To further substantiate the superiority of scZAG over other methods, we conducted a Mann–Whitney U test, also known as the Wilcoxon rank-sum test, as shown in Figure 2. The Mann–Whitney U test is a non-parametric statistical method that provides a means to compare the medians of two independent samples without relying on specific distributional assumptions.
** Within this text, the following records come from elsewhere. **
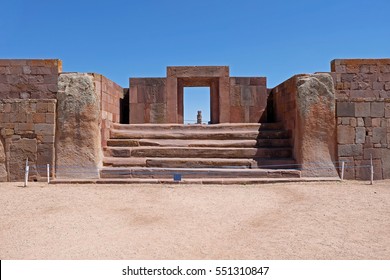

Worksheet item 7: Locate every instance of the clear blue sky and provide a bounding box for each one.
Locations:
[0,0,390,122]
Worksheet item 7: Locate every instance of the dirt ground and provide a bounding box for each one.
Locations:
[0,181,390,259]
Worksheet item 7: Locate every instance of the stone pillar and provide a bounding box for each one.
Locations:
[294,74,338,177]
[196,111,202,124]
[0,135,8,182]
[55,73,102,178]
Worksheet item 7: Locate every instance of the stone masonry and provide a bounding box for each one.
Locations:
[331,59,390,180]
[0,59,390,181]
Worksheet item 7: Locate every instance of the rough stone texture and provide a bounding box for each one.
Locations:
[271,74,338,177]
[0,99,56,181]
[0,135,8,182]
[0,59,62,99]
[331,59,390,180]
[295,74,338,177]
[56,73,102,178]
[91,73,124,147]
[129,66,268,124]
[230,77,268,123]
The statistical outcome produced by the test, namely the p-value, allows us to definitively determine the presence of significant differences between scZAG and the other four methods. From Figure 2, it can be observed that when the p-value is set to 0.05, significant differences exist between scZAG and both GraphSCC and AutoClass in terms of the ARI evaluation metric. Similarly, significant differences are observed between scZAG and AutoClass in terms of the NMI evaluation metric. However, when the p-value is set to 0.001, significant differences are found between scZAG and both scGAE and scDeepCluster in terms of both the ARI and NMI evaluation metrics. These results indicate significant discrepancies in clustering performance between scZAG and the other algorithms at different significance levels, demonstrating superior clustering performance of scZAG over other methods. Moreover, it can be further elucidated that scZAG effectively performs dimensionality reduction of scRNA-seq data by utilizing the ZINB-based autoencoder. By leveraging a joint adaptive data augmentation strategy targeting topological structures and node attributes, scZAG preserves key structures and attributes within the cell graph. Through graph contrastive learning on the two enhanced cell graphs obtained from the augmentation strategy, scZAG learns representative node features, thus improving clustering accuracy. By effectively addressing the challenges of high dimensionality and high dropout events in scRNA-seq data, scZAG consistently demonstrates outstanding performance across multiple datasets and evaluation metrics, thereby assisting researchers in tasks such as cell type identification in single-cell RNA sequencing data.

2.3. Visualized Analysis

To demonstrate the intuitive clustering performance of scZAG, we selected two real datasets (Qx_Limb_Muscle and Adam) with different sample sizes and subtypes for cell visualization. From Figure 3, we can observe that scZAG displays distinct cell clusters with clear boundaries compared to other methods. scZAG distinctly separates more cell clusters, and the clustering results are more accurate, with each cluster containing fewer cells of other types. The scDeepCluster and scGAE methods incorrectly split cells of the same type into multiple clusters. GraphSCC fails to clearly distinguish between cell clusters. On the other hand, the clusters identified by AutoClass and scziDesk contain a large mixture of other cell types, leading to lower accuracy in the results. These visualizations provide a vivid corroboration of our numerical findings, clearly demonstrating that scZAG can not only accurately identify various cell types but also tightly group cells of the same type together while effectively distinguishing between different cell types. Through visual analysis, we can effectively demonstrate that scZAG outperforms other methods in terms of visualization quality and clustering performance. Compared to other clustering methods, the clusters generated by scZAG are clearer, more compact, and exhibit more distinct separation between clusters.

2.4. Parameter Analysis

Influence of the Hyperparameter K in the KNN Algorithm: In constructing cell neighborhoods using the KNN algorithm, K represents the number of nearest neighbors for each cell. To select an optimal value for K, we experimented with different K values to observe their impact on downstream analysis results. As illustrated in Figure 4A, both evaluation metrics peak when the hyperparameter K is set to 15. Consequently, we designated 15 as the hyperparameter K within our scZAG model.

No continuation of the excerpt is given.